Following frontline treatment failure, the majority of patients with relapsed/refractory cHL who are transplant candidates require salvage chemotherapy, for example, DHAP (dexamethasone, high dose cytarabine, and cisplatin) or ICE (Ifosfamide, Carboplatin, and Etoposide), followed by HDT and ASCT. However, a minority, those aged >65–70 years or with serious comorbidities are not candidates for ASCT.2,5

The United States Food and Drug Administration (FDA) and the European Medicines Agency (EMA) approved BV for treatment of HL after the failure of ASCT or after the failure of at least two prior multi-agent chemotherapy regimens in patients who are not ASCT candidates and consolidation treatment after ASCT in patients at risk of relapse or progression.4 The role of BV in the first-line therapy for non-transplant candidates was evaluated in a Phase II trial. When BV was administered to 27 patients with HL that were ≥60 years old and ineligible for conventional combination chemotherapy, 19 and 5 patients achieved complete response (CR) and partial response (PR), respectively, with a median duration of response of 9.1 months (range, 2.8–20.9). Several studies have reported the outcomes of compassionate use of BV and retrospective data.
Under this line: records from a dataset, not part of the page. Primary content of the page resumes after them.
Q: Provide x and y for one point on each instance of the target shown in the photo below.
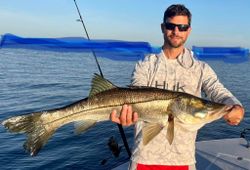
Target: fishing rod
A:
(100, 70)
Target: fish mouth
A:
(224, 110)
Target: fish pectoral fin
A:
(170, 131)
(149, 131)
(100, 84)
(83, 126)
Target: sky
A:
(214, 22)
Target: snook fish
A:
(156, 107)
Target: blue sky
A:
(215, 22)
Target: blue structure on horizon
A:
(227, 54)
(118, 49)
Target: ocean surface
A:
(39, 80)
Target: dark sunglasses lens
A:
(181, 27)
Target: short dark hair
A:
(176, 10)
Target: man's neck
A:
(172, 53)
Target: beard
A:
(175, 41)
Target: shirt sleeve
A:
(215, 90)
(142, 72)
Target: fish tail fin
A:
(33, 126)
(170, 129)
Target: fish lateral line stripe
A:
(98, 108)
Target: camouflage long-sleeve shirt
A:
(185, 74)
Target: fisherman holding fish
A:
(174, 68)
(167, 108)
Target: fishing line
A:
(99, 68)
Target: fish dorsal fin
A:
(100, 84)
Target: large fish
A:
(156, 107)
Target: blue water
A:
(35, 80)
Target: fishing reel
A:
(244, 135)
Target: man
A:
(175, 68)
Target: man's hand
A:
(235, 116)
(127, 116)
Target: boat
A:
(230, 154)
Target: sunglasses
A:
(181, 27)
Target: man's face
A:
(174, 37)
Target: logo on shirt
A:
(164, 85)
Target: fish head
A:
(194, 110)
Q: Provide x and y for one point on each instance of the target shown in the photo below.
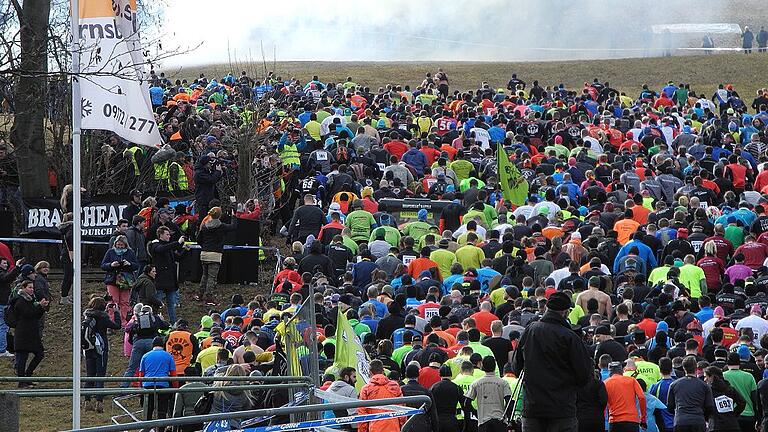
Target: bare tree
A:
(28, 131)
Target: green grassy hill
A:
(746, 72)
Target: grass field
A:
(704, 73)
(746, 72)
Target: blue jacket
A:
(644, 252)
(362, 273)
(573, 190)
(416, 159)
(449, 281)
(111, 277)
(497, 134)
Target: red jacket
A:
(396, 148)
(379, 387)
(291, 276)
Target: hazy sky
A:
(423, 29)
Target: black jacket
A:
(428, 421)
(103, 322)
(307, 219)
(211, 235)
(164, 258)
(205, 184)
(6, 281)
(29, 318)
(556, 365)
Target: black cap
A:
(602, 330)
(558, 302)
(733, 359)
(158, 341)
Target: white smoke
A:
(413, 30)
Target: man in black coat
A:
(28, 340)
(164, 255)
(307, 219)
(207, 174)
(428, 421)
(556, 364)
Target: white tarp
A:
(711, 28)
(115, 95)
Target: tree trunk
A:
(28, 131)
(244, 161)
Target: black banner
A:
(42, 217)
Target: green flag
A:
(349, 351)
(513, 186)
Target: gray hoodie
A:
(343, 388)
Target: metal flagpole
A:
(76, 214)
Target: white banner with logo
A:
(115, 94)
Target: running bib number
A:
(724, 404)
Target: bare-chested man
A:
(604, 300)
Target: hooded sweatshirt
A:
(343, 388)
(379, 387)
(211, 236)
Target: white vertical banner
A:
(113, 86)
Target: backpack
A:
(204, 404)
(10, 316)
(342, 154)
(151, 247)
(144, 322)
(90, 338)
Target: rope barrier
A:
(191, 245)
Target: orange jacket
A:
(622, 391)
(379, 387)
(625, 228)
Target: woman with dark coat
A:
(28, 338)
(96, 356)
(7, 276)
(120, 263)
(211, 241)
(165, 253)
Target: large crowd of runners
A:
(626, 291)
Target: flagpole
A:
(76, 215)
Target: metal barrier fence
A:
(301, 349)
(9, 399)
(425, 402)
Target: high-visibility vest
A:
(132, 151)
(161, 171)
(290, 155)
(181, 177)
(180, 347)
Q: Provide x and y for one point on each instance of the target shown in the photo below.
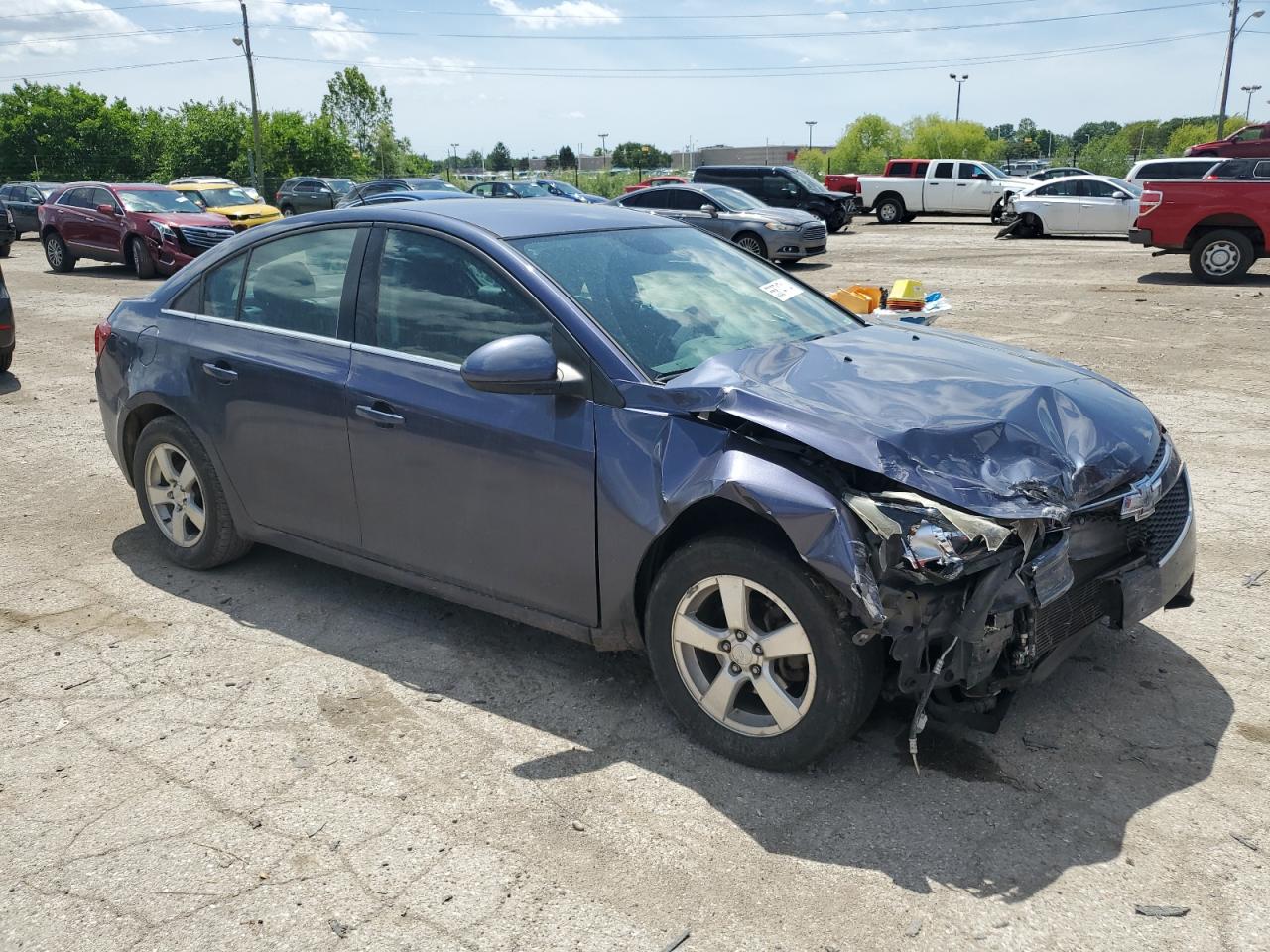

In general, real-world data provided similar clinical outcomes to the pivotal phase II trial, with a CR rate of 18%–46% and PFS between 5.7 months and 10.2 months.3 BV has not been approved as second-line therapy of relapsed cHL ineligible for salvage chemotherapy followed by HDT and ASCT but might be applicable as an off-label option.5 Nagashima et al reported a case of successful BV monotherapy against late relapse of cHL 6 years after the first remission.6 Wu et al reported a case in which BV was a treatment for primary refractory Hodgkin lymphoma.7 Alessandro et al reported that BV or immune checkpoint inhibitors (every 4 weeks) can be used for relapsed or refractory cHL during the pandemic,8 and Pietro et al reported that BV as a single agent may be considered as salvage (depending upon accessibility) prior to ASCT, during the COVID-19 pandemic.9 Another study in Asia reported that BV is a feasible treatment option for R/R Hodgkin Lymphoma with tolerable toxicity in Asian patients, and those who achieved PR could be cured without further transplantation.10 Progression-free survival (PFS) rates of BV in 1 and 2 years were reported 63.2% and 45.2%, respectively, with the median PFS of 1.38 years.11

This patient was worried to participate in salvage chemotherapy followed by HDT and ASCT, even she was afraid to undergo second-line chemotherapy in the era of pandemic COVID-19 because of side effects and toxicities which can make her more susceptible to getting the COVID-19 infection. Finally, after discussion, the patient preferred to choose BV as second-line therapy for refractory cHL. After 8 cycles of BV monotherapy, the response of treatment was complete remission. In this case, we only administered 8 cycles of BV because the patient had already reached remission and she was hesitant to continue the chemotherapy until 16 cycles. The patient tolerated BV well with minimal peripheral neuropathy and mild neutropenia and good quality of life. We are still monitoring the patient’s condition, and there are no signs of relapse until now.

Conclusion

In this particular case of patient with refractory cHL ineligible for second-line chemotherapy followed by HDT and ASCT, BV monotherapy can be an option during the pandemic era of COVID-19. BV monotherapy showed complete remission and was well tolerated with minimal side effects, which was peripheral neuropathy.